Waitingだった無料マイレージ航空券が、ぎりぎりになってOKになり、年末のスケジュール確定。これが今年最後の更新です。


in最近のIN

"L'Heure zéro"07.12.22

Agatha Christie原作のフランス製ミステリ映画を観てきた。

原作の英語タイトルは、"Towards Zero"。日本では「ゼロ時間へ」のタイトルで翻訳されている作品だ。これは、物語の冒頭で語られる『一般のミステリが、殺人事件を発端としているのは誤りである。様々な人々が様々な事情に引き寄せられていき、ついに、ある場所・ある時間=ゼロ時間、に事件が起こる。事件こそがクライマックスなのだ』という意見に基づいた題名なのだが、映画の方の邦題は「ゼロ時間の謎」。ミステリ映画だから「謎」を付け加えましたという、安直かつ微妙にずれた、最悪の邦題だと、かつてクリスティ・マニアだった私は憤るのである。

この作品には、ポワロもミス・マープルも出てこない。探偵役は、バトル警視。ポワロと同じ作品に登場したこともあるが、クリスティの世界では、変化球的な作品に登場することが多い、やや地味な探偵だ。そういえば、同じくPascal Thomasが監督した「親指のうずき」の映画化作品も、どちらかと言えば影の薄い(しかし、熱心なファンも多い)トミーとタペンスが主人公だった。フランスで映画化するには、ミス・マープルはあまりにもイギリス的だし、会話の端々にフランス語を交えるポワロは戯画的すぎるのかもしれない。

舞台がフランスになっているが、原作の雰囲気はよく出ていると思う。ただ、登場人物達の演技が、オーバーすぎるようで、興ざめである。寒いギャグにも疲れる。映画としては、あまり評価できないのが正直なところだ。この監督、なぜ、21世紀になってクリスティの原作物の映画化に拘るのだろう?

とはいえ、(最近はすっかりご無沙汰だが)クリスティの全作品(別名義のロマンス作品は除く)を読破したファンとしては、原作の雰囲気を残した映画化というだけで、とりあえず点が甘くなるのである。



2007年を振り返ると、新しいPCを組み立て、それに伴って作業環境やら家の中の収納やらを見直したのが大きな出来事だった。最近、ちょっと、システムが不安定気味なのが困るが、Eclipseスピーカーは良い買い物だった。

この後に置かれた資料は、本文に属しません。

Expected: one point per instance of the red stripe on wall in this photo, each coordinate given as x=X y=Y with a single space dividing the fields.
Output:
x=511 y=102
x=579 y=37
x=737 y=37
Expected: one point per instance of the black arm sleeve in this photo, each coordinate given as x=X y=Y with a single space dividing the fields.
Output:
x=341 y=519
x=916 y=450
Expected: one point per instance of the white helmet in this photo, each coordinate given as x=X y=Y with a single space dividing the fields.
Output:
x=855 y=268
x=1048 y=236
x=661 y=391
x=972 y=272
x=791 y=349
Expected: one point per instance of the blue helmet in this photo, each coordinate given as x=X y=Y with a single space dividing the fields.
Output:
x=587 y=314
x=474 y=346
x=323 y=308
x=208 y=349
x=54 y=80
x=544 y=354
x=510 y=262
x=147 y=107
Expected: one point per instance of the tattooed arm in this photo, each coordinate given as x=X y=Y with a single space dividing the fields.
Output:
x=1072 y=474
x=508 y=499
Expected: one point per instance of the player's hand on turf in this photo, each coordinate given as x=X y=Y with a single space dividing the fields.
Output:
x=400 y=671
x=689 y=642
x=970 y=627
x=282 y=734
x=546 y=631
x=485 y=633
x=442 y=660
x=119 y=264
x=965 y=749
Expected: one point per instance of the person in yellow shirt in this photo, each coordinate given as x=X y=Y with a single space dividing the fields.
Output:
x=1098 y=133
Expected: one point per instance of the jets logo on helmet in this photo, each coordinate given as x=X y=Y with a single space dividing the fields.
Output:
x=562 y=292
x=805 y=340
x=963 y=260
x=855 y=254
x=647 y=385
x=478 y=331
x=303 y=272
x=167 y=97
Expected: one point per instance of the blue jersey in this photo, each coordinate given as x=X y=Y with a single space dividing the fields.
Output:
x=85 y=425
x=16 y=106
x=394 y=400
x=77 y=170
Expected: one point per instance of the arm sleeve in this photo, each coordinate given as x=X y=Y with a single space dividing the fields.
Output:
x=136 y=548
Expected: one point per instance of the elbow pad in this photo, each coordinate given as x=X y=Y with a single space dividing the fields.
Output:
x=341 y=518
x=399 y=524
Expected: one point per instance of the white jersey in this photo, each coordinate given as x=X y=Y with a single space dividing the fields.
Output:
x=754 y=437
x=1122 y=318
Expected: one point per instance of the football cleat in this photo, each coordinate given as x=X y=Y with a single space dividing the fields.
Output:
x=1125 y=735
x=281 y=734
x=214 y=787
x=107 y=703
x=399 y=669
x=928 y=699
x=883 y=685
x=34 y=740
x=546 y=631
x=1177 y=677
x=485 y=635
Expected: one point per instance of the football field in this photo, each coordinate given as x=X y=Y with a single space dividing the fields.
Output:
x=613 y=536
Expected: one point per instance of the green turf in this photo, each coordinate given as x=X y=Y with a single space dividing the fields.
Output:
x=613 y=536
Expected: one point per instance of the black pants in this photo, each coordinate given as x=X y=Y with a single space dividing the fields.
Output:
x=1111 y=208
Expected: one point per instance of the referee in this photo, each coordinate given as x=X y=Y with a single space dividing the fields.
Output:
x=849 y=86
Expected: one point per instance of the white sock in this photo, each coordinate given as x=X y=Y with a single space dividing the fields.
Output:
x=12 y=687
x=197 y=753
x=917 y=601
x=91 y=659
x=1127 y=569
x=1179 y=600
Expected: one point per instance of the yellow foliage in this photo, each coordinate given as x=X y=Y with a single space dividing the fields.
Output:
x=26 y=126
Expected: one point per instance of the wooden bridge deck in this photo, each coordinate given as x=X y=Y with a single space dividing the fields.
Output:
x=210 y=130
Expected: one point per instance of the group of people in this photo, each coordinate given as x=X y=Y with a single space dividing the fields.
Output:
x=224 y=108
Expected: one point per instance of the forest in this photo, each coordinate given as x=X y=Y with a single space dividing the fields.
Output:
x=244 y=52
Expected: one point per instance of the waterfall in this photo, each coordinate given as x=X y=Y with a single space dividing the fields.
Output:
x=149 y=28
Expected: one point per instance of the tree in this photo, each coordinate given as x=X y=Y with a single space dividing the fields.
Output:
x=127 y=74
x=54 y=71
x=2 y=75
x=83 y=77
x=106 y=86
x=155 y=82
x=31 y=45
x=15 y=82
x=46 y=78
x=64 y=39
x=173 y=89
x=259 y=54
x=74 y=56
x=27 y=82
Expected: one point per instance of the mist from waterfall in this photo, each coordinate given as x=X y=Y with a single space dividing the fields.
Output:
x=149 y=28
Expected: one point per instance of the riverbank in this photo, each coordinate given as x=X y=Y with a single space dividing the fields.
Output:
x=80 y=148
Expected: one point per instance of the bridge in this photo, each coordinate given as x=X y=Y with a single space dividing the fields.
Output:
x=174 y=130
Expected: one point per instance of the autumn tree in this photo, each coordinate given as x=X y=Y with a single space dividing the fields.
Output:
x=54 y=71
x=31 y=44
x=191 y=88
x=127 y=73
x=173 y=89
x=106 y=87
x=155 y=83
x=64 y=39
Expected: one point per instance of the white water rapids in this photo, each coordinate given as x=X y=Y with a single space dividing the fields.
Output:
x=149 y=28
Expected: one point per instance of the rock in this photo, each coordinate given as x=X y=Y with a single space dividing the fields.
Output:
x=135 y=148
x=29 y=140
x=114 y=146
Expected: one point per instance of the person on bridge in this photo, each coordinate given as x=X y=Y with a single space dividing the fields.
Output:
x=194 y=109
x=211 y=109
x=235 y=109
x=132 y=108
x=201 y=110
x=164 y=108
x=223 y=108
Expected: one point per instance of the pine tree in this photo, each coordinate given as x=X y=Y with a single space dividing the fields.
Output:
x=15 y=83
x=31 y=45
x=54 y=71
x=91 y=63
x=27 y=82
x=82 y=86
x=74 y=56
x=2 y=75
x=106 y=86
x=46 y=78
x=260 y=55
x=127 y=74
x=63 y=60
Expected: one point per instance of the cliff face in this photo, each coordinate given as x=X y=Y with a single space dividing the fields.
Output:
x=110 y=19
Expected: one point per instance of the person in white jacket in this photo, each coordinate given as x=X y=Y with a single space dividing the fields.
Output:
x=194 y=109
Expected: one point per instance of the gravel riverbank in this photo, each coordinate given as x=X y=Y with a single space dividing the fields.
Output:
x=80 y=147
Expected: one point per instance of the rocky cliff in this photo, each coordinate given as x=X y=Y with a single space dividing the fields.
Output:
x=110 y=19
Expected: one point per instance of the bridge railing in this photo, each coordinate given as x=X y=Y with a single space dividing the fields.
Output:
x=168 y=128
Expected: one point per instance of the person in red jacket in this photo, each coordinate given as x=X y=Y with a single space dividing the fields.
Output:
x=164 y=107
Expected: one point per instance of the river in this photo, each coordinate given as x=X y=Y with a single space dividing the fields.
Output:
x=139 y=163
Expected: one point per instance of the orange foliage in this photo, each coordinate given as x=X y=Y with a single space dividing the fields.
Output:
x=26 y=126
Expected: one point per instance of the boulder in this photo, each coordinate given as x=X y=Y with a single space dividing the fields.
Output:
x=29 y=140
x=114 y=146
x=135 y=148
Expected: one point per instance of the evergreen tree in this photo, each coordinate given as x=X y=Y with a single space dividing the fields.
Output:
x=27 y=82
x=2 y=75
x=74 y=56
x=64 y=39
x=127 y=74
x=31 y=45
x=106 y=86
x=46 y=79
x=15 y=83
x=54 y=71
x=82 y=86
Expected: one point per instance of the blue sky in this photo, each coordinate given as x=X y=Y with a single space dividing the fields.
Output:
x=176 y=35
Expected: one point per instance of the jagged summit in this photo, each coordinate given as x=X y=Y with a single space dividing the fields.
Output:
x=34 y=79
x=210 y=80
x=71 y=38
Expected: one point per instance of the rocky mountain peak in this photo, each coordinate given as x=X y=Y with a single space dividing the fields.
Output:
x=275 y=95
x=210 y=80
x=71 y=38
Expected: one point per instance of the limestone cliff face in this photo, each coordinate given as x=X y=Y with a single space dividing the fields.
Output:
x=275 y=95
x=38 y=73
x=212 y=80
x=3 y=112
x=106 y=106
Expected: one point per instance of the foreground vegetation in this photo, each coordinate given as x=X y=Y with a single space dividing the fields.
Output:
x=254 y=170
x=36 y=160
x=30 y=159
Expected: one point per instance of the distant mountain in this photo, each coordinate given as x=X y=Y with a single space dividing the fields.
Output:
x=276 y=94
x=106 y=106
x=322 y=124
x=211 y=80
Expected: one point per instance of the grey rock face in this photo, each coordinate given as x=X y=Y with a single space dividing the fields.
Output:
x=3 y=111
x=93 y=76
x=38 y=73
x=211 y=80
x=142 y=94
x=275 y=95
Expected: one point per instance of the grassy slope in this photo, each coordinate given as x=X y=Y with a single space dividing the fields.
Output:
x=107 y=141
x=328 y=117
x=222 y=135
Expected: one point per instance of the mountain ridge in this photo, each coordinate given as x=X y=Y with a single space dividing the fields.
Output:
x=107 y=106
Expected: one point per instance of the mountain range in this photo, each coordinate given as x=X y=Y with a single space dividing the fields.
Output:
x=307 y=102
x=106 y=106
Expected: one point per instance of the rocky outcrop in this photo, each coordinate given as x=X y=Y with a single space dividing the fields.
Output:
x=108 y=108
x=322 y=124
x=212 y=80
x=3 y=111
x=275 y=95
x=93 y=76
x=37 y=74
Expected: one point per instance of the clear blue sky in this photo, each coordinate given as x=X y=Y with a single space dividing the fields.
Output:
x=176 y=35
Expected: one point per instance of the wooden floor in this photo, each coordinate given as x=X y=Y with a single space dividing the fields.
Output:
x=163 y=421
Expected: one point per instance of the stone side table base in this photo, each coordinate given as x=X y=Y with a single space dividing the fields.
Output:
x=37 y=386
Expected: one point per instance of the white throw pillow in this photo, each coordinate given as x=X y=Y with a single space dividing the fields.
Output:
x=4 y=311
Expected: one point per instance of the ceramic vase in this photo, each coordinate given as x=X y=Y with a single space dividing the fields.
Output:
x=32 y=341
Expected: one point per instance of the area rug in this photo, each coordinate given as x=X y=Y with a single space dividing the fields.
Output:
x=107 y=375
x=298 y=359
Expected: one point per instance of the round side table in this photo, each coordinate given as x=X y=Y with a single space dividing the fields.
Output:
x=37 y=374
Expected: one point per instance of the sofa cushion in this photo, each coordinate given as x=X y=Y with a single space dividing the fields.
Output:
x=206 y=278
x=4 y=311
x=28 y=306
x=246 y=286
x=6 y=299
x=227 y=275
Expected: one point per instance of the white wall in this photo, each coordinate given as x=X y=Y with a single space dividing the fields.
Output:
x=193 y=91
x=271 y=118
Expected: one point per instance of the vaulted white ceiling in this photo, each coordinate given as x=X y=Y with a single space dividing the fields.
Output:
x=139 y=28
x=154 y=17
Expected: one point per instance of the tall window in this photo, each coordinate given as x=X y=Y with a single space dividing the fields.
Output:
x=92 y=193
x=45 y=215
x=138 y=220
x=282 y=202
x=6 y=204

映画では、"Shooting Dogs" 、"Blood Diamond"、"Grindhouse"、"El Laberinto del fauno"辺りが印象深い。ベストは"El Laberinto del fauno"かなぁ。

矢野顕子以外のコンサートでは、"ADRIAN BELEW of KING CRIMSON"、上原ひろみ 〜 Hiromi's Sonicbloom "タイム・コントロール 日本ツアー"に興奮。

本では、やはり、「長いお別れ」の村上春樹訳と、P. D. ジェイムズの全長編読了が、大きなトピックだった。

矢野顕子のコンサートで、山口米沢を訪れたのも良い思い出だが、海外旅行に行けなかったのが残念。

今年になって、アルコールに弱くなったようなのが、困ったところ。来年はちゃんとした飲み方をしようと思いつつ、今年は終わりである。